This movie shares a lot with Heat, Paul Morrissey’s third Warhol-produced film that came out a year after Minnie and Moscowitz. Both movies present, in fragmented editing with almost purposeful sound clipping and jump cuts, satires on Hollywood dream land as Morrissey goes all Sunset Boulevard on the dope show’s act and Cassavetes gladly irritates spectators with the exagerration of boy-meets-girl melodrama. However, Cassavetes’ work typically involves a little bit more care towards revealing more than just darker sides and relationships, but real moralistic questioning into the needs that support the relationship; here, that questioning is empty of significance as he pretty much just throws Rowlands and Cassel together and it’s off on the wild romp of endless yelling from there.

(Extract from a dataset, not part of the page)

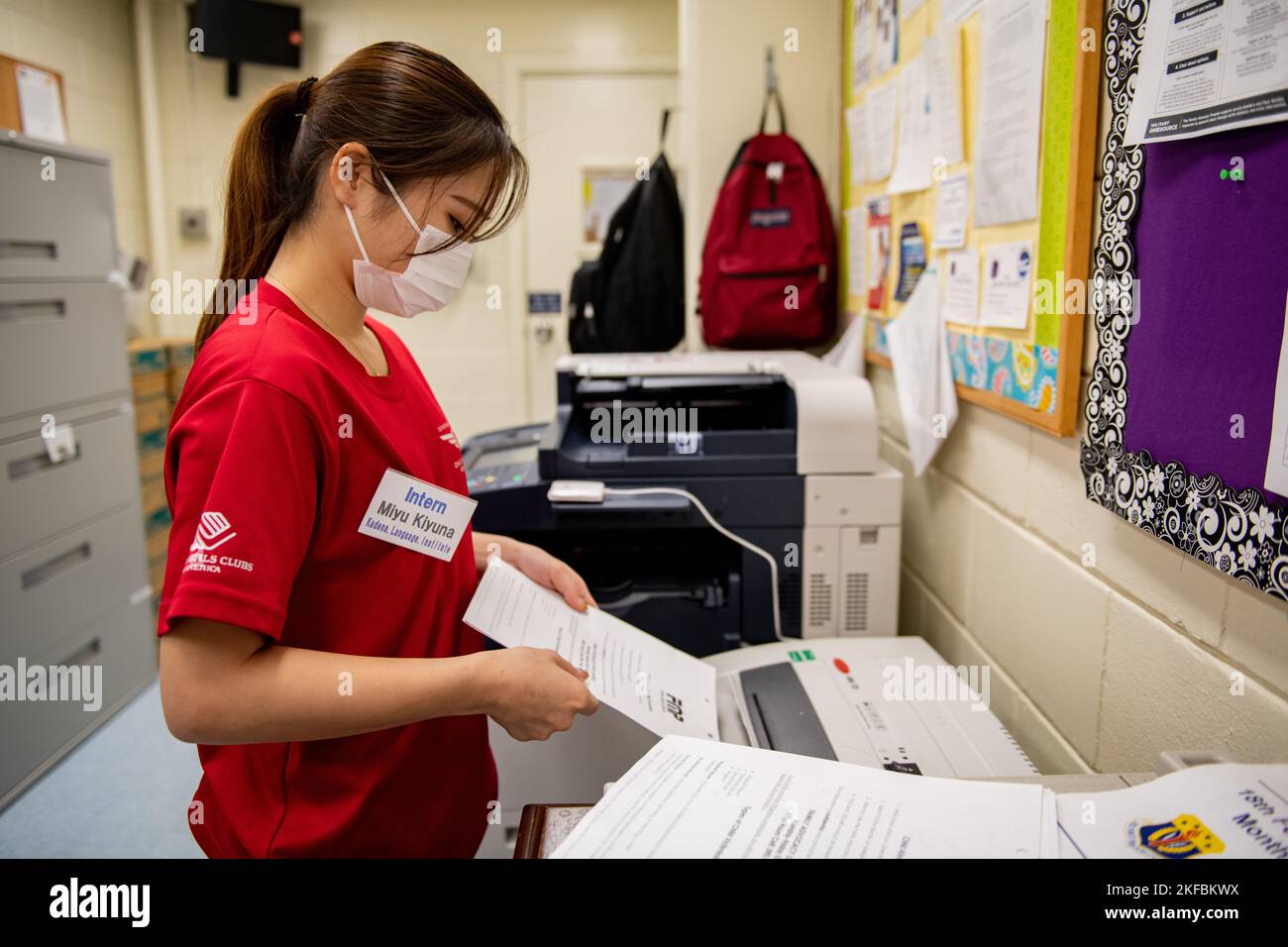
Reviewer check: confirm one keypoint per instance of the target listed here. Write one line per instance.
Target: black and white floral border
(1240, 534)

Cassavetes is no fool and this movie isn’t mistaken misfire. He eagerly presents little if any real difference between one sad, lonely, messed up man and the man who saves her from him; he makes the classist, racist, and bigot views of many of his characters quite open; he throws jibes at Hollywood romance and twists their cliches—he knows what he’s doing. A yarn about Cassavetes states that he would listen to peoples’ comments about his movies and if they approved of any part of it, he’d cut that part out. Well in this case I approved with the cutting off of a few scenes mid-dialog, because it saved me the effort of sitting through it. However, I recognize that in one way, it could be said that Cassavetes is purposefully trying to bring discomfort. Ergo, success.

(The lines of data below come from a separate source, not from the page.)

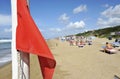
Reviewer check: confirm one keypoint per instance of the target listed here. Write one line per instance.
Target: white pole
(14, 52)
(20, 66)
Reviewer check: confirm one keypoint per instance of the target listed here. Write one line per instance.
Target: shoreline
(77, 63)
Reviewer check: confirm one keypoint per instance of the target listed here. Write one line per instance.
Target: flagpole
(14, 52)
(20, 66)
(24, 63)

However, in that same mode, he has simply done better and more engaging characters. In Woman under the Influence, the same continual stress of overtly dysfunctional and damaging relationships, and the ineffable way in which the characters still stay together, is still supported by a careful building of that relationship that gives true hints and bases for the motivations and processes that pull these nearly insane people together. Here, it feels much more non-sequitor.

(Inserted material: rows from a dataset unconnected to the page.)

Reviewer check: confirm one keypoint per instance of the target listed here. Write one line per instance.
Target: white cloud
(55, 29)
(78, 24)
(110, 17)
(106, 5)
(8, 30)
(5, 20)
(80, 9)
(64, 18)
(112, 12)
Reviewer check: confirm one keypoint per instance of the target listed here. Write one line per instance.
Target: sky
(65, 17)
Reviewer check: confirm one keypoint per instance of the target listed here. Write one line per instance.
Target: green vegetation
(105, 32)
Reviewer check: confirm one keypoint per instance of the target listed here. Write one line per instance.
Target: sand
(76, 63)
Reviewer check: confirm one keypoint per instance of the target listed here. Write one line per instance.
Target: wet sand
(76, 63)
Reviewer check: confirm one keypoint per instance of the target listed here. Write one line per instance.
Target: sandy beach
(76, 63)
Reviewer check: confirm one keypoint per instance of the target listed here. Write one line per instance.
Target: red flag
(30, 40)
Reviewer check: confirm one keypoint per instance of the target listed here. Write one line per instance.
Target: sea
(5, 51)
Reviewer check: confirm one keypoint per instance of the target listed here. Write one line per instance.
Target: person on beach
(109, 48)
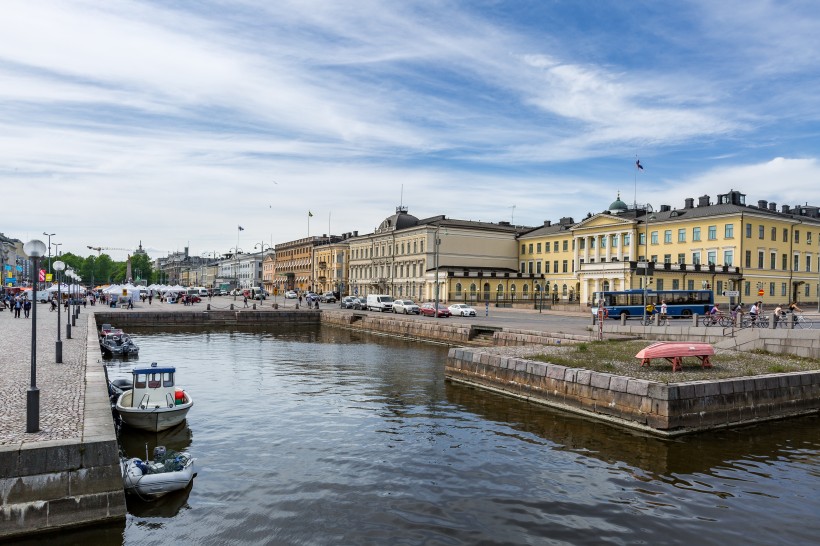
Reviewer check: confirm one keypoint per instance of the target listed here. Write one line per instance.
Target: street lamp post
(59, 266)
(646, 257)
(35, 249)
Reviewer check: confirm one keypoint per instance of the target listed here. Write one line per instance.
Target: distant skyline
(176, 122)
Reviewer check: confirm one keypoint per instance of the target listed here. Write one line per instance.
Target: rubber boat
(167, 472)
(154, 403)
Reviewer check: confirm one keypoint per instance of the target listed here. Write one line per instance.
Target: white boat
(154, 403)
(168, 472)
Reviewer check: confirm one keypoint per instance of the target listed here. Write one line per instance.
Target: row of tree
(96, 270)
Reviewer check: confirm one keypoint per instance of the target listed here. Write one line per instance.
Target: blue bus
(679, 303)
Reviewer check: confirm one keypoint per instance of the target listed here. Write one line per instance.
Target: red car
(429, 309)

That’s not to say these characters aren’t realistic. I used to work at a video store where a regular customer entered who was quite a lot like Moscowitz and the man he saves Minnie from, as well as the man that Moscowitz meets in the diner at the beginning of the movie. He would as much as yell every thought that came to his brain and if he perceived anyone was put off by him (which inevitably everyone was), he would get angry and upset and lash out. However, he was an exception, even amongst all of the possible annoying and maddening customers in that job, I have not met anyone else like him and it’s significant to me that so many of those characters populate and actually meet in this movie. I have the same basic problem with CSI, that it’s not necessarily so wrong that individual characters are in real need of help and have emotional and mental problems, it’s that the entire plot is driven entirely by them.
Back to Morrissey’s Heat, then… these messed up characters meet each other because they are in the same trashy, fleshy subculture of drug-addled existence, and the broken editing style matches their carelessness and complete lack of self-awareness. In Cassavetes’, there’s no real infrastructure to support all of these people running into each other but his own hand in leading the characters along. And Heat is, in its annoying and obnoxious character-laden way, still representative of a group of people who actually act out like that, whereas Cassavetes seems to purposefully remove the filter just to clash with taste.